Она наклонилась и прижалась лбом к его челу. Её дыхание было тёплым и ровным.
— И я хочу. Я так хочу жить, Дмитрий, что аж страшно. Но мы не можем просить у войны пощады. Мы можем только взять то, что она нам даёт. Вот эти часы. Эту ночь.
Она выпрямилась и медленно, почти ритуально, стала расстёгивать пуговицы своей гимнастёрки. Не как соблазнительница, а как женщина, дарящая себя целиком, без остатка, в полном понимании цены этого дара. Гимнастёрка упала на пол. Потом — юбка. В тусклом свете её тело казалось хрупким и совершенным, как у античной статуи, прочерченной тенями от взрывов.
Дмитрий смотрел, затаив дыхание. Он не видел ни шрамов, ни синяков — только её. Жизнь, вопреки смерти. Красоту, вопреки уродству войны.
Он поднялся и взял её на руки. Она была лёгкой, как пушинка. Он отнёс её на нары, застланные старой шинелью. И всё, что было потом — прикосновения, шёпот, смешанный со слезами, боль и восторг, — было не просто плотским единением. Это был акт сопротивления. Молчаливая клятва жизни в царстве смерти.
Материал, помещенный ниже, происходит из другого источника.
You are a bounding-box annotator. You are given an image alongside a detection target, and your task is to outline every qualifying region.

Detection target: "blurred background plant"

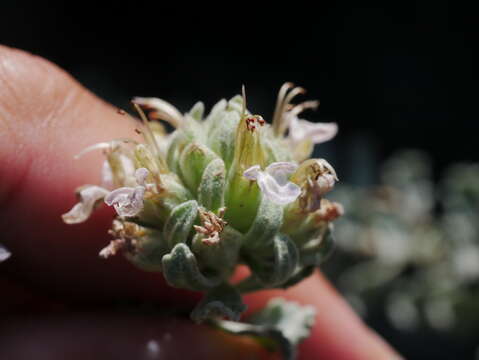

Позже, когда коптилка догорела и их окутала бархатная тьма, они лежали, прижавшись друг к другу, слушая, как бьётся их сердца — одно тревожное и тяжёлое, другое — частое и птичье.
— Я тебе кое-что оставлю, — вдруг сказала Ольга в темноте. — На память. Если... ну, ты знаешь.
Он почувствовал, как она вкладывает ему в руку маленький, холодный предмет. На ощупь это было круглое, металлическое, с откидной крышечкой.
— Это что?
— Карманное зеркальце. Отцовское. Она открыла его, и в темноте блеснул крошечный осколок стекла, поймавший отблеск далёкой зарницы. — Смотри. Вот он я. Я всегда с тобой. В кармане гимнастёрки. Прямо у сердца.
Дмитрий сжал зеркальце в кулаке. Острые грани впились в ладонь.
— А я тебе... — он замялся. У него не было ничего, кроме войны. — Я тебе своё имя оставлю. Если вернусь — найду. Где бы ты ни была. Если нет... — он не договорил.
— Ты вернёшься, — перебила она его с такой несокрушимой верой, что ему самому захотелось в это поверить. — Потому что я буду ждать. И твоя дочь будет ждать. И твоя мать. Нас целая очередь, Дмитрий. Ты не имеешь права не вернуться.
Он не видел её лица в темноте, но слышал улыбку в её голосе. Эту её удивительную способность шутить на краю пропасти.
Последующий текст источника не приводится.